# Configuration reseau sous vmware fusion



## higuizmo (18 Juin 2009)

Bonjour,

Suite au plantage de mon imac j'ai acheté un mac pro et fait un clone de mon disque dur qui contient mac os x leopard et vmware fusion avec windows xp pro.
Jusque là tout va bien.
Ma partiton mac qui est sur un domaine fonctionne sans problème et j'ai acces à tous mes lecteurs reseau ainsi qu'a internet
sur la carte reseau je suis en 192.168.0.1 

Ma partition windows en Vmare n'est pas sur le domaine mais doit pouvoir acceder aux memes lecteurs reseaux que le mac or ils sont tous deconnectés et je n'ai pas Internet.

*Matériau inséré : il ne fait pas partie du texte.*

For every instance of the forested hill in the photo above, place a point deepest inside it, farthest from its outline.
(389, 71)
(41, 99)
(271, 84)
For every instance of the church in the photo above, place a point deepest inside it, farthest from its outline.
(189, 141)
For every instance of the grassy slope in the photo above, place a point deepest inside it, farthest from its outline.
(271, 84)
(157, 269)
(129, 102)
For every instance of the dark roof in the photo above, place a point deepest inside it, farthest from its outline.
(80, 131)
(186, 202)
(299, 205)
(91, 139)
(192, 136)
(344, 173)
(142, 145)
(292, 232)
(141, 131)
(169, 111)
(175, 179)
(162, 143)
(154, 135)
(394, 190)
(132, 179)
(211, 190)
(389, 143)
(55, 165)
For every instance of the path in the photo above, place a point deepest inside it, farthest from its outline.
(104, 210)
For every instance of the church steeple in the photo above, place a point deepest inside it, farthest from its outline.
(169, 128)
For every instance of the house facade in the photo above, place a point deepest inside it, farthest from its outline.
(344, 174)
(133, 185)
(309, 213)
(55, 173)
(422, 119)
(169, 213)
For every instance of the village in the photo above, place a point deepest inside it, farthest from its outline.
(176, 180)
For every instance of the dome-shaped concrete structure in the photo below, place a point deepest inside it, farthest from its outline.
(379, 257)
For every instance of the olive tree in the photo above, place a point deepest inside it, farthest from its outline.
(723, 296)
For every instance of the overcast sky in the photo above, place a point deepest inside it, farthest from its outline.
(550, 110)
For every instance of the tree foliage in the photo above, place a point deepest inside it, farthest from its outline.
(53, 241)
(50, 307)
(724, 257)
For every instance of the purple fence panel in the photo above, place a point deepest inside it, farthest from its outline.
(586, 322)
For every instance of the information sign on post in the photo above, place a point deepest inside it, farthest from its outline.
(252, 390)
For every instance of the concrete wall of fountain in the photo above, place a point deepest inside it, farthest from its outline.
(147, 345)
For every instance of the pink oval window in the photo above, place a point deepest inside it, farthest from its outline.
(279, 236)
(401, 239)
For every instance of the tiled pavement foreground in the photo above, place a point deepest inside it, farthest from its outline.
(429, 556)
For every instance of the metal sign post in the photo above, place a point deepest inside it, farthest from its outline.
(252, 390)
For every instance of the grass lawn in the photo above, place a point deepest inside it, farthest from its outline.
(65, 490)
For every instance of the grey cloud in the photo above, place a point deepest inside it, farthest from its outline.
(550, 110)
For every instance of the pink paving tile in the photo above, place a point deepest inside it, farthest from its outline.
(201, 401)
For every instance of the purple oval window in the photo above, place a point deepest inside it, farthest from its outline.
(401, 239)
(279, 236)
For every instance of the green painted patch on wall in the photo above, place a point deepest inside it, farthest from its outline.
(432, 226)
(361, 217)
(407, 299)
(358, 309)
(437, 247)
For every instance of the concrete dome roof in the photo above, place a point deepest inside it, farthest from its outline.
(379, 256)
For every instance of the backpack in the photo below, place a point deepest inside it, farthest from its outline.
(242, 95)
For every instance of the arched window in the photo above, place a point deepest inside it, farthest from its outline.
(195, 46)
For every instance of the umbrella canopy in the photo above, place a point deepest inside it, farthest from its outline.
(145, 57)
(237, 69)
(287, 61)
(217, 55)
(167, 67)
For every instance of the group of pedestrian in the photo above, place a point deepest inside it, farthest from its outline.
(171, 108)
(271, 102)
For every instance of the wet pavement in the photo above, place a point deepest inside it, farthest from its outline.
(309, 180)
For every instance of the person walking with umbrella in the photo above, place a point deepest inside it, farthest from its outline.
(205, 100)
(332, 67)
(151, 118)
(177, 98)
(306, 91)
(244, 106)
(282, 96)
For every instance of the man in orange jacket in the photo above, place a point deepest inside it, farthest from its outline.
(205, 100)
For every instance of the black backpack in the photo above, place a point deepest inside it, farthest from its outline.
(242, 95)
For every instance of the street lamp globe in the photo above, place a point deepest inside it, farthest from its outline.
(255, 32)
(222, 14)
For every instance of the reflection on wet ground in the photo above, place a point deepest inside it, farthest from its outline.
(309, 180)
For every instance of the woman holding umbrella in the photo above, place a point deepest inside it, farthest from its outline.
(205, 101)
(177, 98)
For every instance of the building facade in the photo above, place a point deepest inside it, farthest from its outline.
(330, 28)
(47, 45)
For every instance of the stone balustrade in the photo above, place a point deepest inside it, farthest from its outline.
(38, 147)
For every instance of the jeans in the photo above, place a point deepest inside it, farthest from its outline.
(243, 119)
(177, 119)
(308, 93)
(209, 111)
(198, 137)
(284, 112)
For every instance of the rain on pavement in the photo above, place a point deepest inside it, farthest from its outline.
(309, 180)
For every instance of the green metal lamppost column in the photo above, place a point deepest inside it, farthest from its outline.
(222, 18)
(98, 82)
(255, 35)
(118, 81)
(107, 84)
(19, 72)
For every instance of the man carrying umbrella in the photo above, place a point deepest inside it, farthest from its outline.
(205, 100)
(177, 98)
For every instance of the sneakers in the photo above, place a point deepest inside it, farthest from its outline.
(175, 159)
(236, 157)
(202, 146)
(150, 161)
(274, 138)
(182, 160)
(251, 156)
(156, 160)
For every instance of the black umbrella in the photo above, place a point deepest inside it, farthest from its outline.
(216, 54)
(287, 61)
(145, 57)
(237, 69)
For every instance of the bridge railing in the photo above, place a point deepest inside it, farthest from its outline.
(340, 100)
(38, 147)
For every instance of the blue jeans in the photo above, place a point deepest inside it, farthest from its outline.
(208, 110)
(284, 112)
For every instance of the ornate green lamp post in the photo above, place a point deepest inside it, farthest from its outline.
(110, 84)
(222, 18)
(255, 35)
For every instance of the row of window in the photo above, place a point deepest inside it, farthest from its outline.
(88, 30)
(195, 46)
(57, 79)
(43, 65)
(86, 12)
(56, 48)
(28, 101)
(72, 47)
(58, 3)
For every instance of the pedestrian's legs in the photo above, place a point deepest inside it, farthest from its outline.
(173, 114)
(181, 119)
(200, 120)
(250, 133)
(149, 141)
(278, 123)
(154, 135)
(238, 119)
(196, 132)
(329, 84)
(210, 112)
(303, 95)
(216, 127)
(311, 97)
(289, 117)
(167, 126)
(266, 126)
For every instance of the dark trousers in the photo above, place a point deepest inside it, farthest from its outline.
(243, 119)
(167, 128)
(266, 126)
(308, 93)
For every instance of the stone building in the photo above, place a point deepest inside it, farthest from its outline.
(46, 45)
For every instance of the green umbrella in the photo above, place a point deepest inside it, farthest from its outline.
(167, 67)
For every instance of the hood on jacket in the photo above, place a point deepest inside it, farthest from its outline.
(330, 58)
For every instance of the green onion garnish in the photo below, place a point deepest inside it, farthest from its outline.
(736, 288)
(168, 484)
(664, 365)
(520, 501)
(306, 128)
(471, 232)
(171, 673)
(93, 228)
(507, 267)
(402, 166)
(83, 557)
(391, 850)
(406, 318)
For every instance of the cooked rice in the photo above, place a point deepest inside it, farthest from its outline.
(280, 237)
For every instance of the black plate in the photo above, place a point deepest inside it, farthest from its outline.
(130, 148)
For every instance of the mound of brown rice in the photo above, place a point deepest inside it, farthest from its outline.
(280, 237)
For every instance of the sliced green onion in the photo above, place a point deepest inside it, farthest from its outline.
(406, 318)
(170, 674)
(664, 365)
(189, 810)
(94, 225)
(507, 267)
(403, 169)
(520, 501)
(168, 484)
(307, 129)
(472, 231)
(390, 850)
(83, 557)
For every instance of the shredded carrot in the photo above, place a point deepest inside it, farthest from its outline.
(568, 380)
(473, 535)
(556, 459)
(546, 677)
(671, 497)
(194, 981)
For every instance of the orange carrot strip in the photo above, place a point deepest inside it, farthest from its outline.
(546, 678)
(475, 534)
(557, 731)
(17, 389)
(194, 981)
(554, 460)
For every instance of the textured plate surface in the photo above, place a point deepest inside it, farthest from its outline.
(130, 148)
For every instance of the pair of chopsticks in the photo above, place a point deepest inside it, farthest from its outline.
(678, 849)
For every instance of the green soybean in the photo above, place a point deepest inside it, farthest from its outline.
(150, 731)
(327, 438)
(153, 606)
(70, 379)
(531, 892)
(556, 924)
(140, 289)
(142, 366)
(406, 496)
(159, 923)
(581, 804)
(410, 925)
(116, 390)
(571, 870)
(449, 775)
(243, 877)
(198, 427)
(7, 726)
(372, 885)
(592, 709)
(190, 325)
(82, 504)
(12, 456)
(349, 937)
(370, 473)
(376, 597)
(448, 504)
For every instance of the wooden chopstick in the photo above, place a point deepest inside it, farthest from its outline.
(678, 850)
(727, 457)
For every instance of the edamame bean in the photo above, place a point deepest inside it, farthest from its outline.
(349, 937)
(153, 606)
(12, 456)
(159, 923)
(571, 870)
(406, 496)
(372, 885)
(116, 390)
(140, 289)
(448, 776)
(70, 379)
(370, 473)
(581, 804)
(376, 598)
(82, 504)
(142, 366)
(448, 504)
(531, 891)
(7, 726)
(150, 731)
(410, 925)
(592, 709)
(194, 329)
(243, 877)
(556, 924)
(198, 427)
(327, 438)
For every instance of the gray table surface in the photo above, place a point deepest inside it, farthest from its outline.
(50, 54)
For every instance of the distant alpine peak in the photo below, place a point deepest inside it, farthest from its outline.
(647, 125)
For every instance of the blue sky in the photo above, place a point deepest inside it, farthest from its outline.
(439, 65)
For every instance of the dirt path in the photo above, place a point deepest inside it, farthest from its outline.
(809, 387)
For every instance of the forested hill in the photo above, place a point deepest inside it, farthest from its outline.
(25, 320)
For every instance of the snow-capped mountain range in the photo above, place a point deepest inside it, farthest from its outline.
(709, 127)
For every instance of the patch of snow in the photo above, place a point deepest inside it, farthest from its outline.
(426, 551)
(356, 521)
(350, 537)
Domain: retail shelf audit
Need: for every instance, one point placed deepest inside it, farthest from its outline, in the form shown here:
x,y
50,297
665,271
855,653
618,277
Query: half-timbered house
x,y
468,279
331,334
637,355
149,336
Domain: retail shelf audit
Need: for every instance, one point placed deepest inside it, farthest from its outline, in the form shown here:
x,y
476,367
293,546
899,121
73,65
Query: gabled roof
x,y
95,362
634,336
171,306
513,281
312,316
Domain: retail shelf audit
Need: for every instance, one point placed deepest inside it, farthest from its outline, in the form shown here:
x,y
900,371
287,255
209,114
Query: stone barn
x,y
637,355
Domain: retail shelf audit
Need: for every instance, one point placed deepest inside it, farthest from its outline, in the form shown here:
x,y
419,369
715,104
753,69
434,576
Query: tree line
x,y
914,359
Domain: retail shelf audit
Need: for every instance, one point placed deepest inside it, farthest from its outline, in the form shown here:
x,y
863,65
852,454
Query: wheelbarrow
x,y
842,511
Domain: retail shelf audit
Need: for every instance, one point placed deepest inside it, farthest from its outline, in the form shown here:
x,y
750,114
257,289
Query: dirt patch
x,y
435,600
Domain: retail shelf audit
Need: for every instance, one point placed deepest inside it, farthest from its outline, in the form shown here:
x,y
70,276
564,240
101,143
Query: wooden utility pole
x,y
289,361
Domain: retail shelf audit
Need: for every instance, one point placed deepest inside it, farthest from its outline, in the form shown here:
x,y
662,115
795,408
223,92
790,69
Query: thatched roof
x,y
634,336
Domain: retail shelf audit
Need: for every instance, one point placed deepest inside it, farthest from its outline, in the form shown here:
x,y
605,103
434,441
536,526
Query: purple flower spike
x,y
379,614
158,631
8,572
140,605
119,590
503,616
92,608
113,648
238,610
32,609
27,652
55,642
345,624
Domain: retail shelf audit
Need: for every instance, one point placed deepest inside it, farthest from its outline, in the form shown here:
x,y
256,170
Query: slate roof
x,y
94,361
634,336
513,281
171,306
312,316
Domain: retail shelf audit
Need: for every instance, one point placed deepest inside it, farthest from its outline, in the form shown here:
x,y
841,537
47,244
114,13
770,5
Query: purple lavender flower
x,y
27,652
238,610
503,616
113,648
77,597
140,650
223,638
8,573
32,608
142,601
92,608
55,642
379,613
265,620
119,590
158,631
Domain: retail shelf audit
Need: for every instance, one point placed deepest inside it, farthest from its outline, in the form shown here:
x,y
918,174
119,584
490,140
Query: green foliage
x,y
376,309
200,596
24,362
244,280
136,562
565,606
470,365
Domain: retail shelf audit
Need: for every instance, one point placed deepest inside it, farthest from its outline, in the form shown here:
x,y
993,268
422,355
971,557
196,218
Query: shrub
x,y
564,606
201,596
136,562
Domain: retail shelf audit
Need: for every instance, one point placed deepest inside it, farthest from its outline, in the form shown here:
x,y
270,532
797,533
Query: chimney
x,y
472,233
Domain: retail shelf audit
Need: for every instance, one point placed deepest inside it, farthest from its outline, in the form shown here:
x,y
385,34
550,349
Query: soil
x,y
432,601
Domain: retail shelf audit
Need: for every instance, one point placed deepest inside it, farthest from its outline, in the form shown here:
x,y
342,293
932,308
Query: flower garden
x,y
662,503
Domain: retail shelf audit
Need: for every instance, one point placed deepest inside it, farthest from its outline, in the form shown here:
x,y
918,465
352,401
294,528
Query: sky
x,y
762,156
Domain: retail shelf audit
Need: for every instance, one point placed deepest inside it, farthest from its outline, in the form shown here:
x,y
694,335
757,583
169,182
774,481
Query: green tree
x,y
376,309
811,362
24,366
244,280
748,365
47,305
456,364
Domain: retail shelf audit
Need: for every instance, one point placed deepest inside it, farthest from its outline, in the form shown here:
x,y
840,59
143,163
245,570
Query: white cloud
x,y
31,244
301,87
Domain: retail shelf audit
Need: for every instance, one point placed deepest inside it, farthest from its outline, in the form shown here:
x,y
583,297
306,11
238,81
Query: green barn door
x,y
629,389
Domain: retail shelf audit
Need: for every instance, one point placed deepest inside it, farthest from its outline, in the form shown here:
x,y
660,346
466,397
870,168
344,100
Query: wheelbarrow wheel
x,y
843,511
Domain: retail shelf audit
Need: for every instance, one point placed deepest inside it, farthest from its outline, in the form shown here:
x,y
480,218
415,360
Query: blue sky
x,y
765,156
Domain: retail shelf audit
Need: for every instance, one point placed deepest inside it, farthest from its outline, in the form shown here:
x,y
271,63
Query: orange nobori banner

La carte reseau de vmware apparait bien connecté avec une ip en 192.168.0.101 FIXE
La connexion est est en NAT sur vmare

Quelqu'un a t'il une idée pour résoudre ce problème ?

Merci de votre aide


----------



## fredomacpro (18 Juin 2009)

Une piste :
utiliser le mode bridged pour la carte réseau.


----------



## higuizmo (18 Juin 2009)

C'est effectivement une bonne idée mais cela ne fonctionne pas
j'ai le message 
"the network bridge on device /dev/ vmnet0 is not running


----------



## fredomacpro (19 Juin 2009)

Partage sur le mac :  Préférence système/Partage/Partage internet ?


----------



## higuizmo (21 Juin 2009)

le partage est activié sur la carte ethernet 2


----------